CIMB: Time to invest in the Middle East, North Africa

TheEdge

KUALA LUMPUR: The Middle East and North Africa (MENA) region, long overlooked by foreign investors, is ripe for the picking, according to CIMB-Principal Asset Management Bhd and Societe Generale Asset Management (SocGen).

Having benefited from the oil boom, countries in the region, including the United Arab Emirates, Oman, Bahrain, Egypt and Jordan, are now trying to convince investors there is more to the destination than just oil, spending their wealth in sectors such as infrastructure, tourism and on the creation of financial centres.

“The MENA region is attractive for investors due to its strong economic backdrop, uncorrelated markets and attractive valuations due to strong corporate earnings from high oil prices,” SocGen emerging market equities fund manager Mark Krombas said.

MENA economies grew more than 5% in each of the past three years, with Qatar’s gross domestic product (GDP) rising the fastest and emerging as a country with one of the highest GDP per capita in the world, he said.

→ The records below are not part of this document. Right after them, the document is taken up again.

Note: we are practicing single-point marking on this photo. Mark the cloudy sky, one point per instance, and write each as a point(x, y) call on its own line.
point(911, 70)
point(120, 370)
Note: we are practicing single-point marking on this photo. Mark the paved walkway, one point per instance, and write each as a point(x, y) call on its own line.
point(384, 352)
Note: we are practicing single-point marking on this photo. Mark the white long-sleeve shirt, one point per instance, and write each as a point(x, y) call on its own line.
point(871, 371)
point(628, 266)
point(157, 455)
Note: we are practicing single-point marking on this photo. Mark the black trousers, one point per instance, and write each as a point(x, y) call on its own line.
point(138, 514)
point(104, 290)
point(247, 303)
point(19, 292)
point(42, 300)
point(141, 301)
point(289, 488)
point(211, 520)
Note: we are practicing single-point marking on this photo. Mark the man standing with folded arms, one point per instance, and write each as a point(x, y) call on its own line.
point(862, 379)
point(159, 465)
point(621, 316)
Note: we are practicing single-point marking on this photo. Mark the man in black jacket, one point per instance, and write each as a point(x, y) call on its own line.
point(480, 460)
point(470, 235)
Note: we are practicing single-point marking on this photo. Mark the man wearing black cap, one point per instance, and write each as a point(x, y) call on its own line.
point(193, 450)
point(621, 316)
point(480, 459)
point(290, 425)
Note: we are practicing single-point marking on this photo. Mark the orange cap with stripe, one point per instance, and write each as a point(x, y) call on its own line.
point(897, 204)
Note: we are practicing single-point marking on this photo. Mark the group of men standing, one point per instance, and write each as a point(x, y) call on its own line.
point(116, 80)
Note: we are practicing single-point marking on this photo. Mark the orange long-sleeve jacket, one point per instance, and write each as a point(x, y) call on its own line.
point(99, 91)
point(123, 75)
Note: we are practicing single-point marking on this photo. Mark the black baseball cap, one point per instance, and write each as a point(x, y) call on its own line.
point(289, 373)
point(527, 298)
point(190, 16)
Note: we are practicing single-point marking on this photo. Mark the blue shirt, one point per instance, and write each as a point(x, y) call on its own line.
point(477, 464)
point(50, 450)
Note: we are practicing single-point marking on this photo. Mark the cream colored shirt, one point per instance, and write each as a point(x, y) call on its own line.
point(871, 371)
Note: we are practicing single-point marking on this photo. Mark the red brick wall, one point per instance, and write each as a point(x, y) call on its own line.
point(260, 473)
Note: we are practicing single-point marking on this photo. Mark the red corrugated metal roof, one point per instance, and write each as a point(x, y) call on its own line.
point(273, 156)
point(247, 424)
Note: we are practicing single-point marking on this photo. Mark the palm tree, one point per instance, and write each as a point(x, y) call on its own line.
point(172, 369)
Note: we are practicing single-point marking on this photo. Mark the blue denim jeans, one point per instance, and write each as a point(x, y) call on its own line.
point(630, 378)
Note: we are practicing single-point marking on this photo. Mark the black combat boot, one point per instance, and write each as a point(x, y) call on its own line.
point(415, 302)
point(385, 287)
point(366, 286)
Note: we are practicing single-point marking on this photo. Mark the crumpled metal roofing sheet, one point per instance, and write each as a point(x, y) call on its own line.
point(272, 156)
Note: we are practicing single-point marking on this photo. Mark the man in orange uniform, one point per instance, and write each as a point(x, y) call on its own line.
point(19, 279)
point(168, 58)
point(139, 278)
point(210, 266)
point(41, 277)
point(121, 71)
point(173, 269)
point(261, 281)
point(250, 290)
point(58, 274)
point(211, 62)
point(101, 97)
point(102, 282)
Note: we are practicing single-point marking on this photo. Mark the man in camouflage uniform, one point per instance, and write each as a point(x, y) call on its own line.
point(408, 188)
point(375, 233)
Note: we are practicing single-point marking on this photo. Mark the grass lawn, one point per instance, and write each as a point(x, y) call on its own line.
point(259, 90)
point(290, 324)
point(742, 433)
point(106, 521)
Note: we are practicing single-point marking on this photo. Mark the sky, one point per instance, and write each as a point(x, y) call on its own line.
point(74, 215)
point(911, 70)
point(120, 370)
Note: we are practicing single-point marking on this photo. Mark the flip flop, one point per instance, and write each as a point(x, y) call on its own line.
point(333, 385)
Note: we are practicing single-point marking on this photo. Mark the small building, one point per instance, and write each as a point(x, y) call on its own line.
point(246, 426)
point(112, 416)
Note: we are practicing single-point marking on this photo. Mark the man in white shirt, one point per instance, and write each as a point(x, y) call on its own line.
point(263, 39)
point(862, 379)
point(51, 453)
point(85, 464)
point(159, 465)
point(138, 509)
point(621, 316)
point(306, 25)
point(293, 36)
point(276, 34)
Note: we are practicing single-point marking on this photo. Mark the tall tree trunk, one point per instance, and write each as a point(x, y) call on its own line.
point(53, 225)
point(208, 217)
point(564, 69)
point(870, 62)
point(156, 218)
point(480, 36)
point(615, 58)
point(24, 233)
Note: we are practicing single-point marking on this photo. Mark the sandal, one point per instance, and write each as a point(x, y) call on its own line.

Krombas added that SocGen’s Arab Fund saw a 60% rate of return last year, against 17.8% in 2006, and due to the region’s low correlation to the rest of the world’s markets, the region was not expected to be heavily impacted by global volatility.

On the region’s other growth sectors, he said the Gulf Cooperation Countries (GCC) had allocated an estimated US$1.5 trillion (RM4.95 trillion) for domestic infrastructure programmes over the next five years, while GDP contributions from the agriculture, construction, manufacturing and services sectors were expected to rise between 7% and 8% in Qatar, Bahrain and Saudi Arabia last year.

There was also a strong demand for consumer and financial products and the region’s young population was expected to drive demand for the real estate sector, he said.

He added while investors perceived the region as a high-risk destination due to geo-political issues, risk levels were relatively low in reality.

He said the Economist Intelligence Unit had assigned an “A” rating for Oman, Kuwait, Bahrain and the UAE, “BBB” for Qatar and Saudi Arabia, “BB” for Tunisia, Egypt and Algeria and “B” for Jordan under its country risk ratings, where Malaysia, India were assigned “BBB” and China “B”.

Speaking at a media briefing here yesterday, CIMB-Principal chief executive Datuk Noripah Kamso also said the company expected to launch an investment fund for the MENA region within the first half of this year.

“We are very interested for the Malaysian investing public to take advantage of this destination,” she said.